To define dose- and time-response properties for in vivo inhibition of renal prostaglandin (PG) synthesis, aspirin, diclofenac sodium, indomethacin and d-naproxen were injected intravenously in different doses to unanaesthetized rabbits. After 30 min. the animals were killed and the post mortem accumulation of PGE2 and PGF2alpha in the renal medulla was determined by mass fragmentography. In control animals, the accumulated levels of PGE2 and PGF2alpha in the medulla were 9.2+/-2.2 (S.D.) and 1.5+/-0.6 microgram/g, respectively. Dose-dependent inhibition was demonstrated with all the drugs. The ED95 was for aspirin 15 mg/kg, for diclofenac sodium 1.5 mg/kg, for indomethacin 1.5 mg/kg and for d-naproxen 5 mg/kg. The duration of inhibition was studied by radioimmunoassay in anaesthetized rabbits by following the urinary excretion of PGF2alpha and PGE2 after an intravenous injection of solvent or test drug in doses twice the ED95. For three hours following aspirin, diclofenac sodium, indomethacin and d-naproxen, the decreases in urinary excretion of PGF2alpha ranged from 64 to 88, 87 to 95, 64 to 90 and from 40 to 77 per cent of the control, respectively, and the decreases in PGE2 excretion were of similar magnitude. Together these results indicate that diclofenac sodium might be used as a long-lasting and potent alternative to indomethacin and aspirin in experimental studies on the renal PG system in vivo.

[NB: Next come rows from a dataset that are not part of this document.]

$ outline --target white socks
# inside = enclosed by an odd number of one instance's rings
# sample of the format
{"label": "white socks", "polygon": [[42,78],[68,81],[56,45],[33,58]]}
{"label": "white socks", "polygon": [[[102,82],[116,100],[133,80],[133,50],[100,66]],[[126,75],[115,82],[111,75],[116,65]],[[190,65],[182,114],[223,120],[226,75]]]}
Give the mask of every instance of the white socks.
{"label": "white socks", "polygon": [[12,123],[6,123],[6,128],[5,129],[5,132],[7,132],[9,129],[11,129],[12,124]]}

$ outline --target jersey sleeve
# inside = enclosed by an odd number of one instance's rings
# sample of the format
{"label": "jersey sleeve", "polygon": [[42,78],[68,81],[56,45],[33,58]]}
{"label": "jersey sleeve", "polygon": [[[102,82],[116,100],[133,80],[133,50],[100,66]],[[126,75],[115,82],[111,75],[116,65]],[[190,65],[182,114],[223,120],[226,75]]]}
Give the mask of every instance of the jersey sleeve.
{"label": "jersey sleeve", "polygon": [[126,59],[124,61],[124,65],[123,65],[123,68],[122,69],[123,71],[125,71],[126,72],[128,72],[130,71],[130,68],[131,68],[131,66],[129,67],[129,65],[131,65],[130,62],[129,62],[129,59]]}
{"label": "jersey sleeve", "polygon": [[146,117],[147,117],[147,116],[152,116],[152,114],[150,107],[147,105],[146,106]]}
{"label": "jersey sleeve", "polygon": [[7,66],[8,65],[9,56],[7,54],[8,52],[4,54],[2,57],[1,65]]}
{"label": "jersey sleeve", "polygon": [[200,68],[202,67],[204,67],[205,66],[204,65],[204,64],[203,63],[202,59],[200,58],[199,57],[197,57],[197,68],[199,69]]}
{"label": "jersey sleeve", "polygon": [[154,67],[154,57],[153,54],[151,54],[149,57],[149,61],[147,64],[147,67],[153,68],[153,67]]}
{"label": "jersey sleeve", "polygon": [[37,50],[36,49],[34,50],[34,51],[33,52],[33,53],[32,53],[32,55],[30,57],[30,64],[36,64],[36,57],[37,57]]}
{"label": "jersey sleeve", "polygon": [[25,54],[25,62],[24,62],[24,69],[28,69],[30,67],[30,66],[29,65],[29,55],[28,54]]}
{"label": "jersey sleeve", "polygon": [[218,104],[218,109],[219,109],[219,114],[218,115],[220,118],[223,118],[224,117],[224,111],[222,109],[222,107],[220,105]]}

为确定体内抑制肾前列腺素(PG)合成的剂量和时间反应特性,将不同剂量的阿司匹林、双氯芬酸钠、吲哚美辛和d-萘普生静脉注射给未麻醉的兔子。30分钟后,处死动物,通过质量碎片分析法测定肾髓质中前列腺素E2(PGE2)和前列腺素F2α(PGF2α)的死后蓄积量。在对照动物中,髓质中PGE2和PGF2α的蓄积水平分别为9.2±2.2(标准差)和1.5±0.6微克/克。所有药物均显示出剂量依赖性抑制作用。阿司匹林的半数有效剂量(ED95)为15毫克/千克,双氯芬酸钠为1.5毫克/千克,吲哚美辛为1.5毫克/千克,d-萘普生为5毫克/千克。在麻醉的兔子中,通过放射免疫分析法,在静脉注射溶剂或剂量为ED95两倍的受试药物后,跟踪PGF2α和PGE2的尿排泄情况,研究抑制的持续时间。在注射阿司匹林、双氯芬酸钠、吲哚美辛和d-萘普生后的三小时内,PGF2α尿排泄量的减少分别为对照值的64%至88%、87%至95%、64%至90%和40%至77%,PGE2排泄量的减少幅度相似。这些结果共同表明,在体内肾PG系统的实验研究中,双氯芬酸钠可能是吲哚美辛和阿司匹林的一种长效且有效的替代品。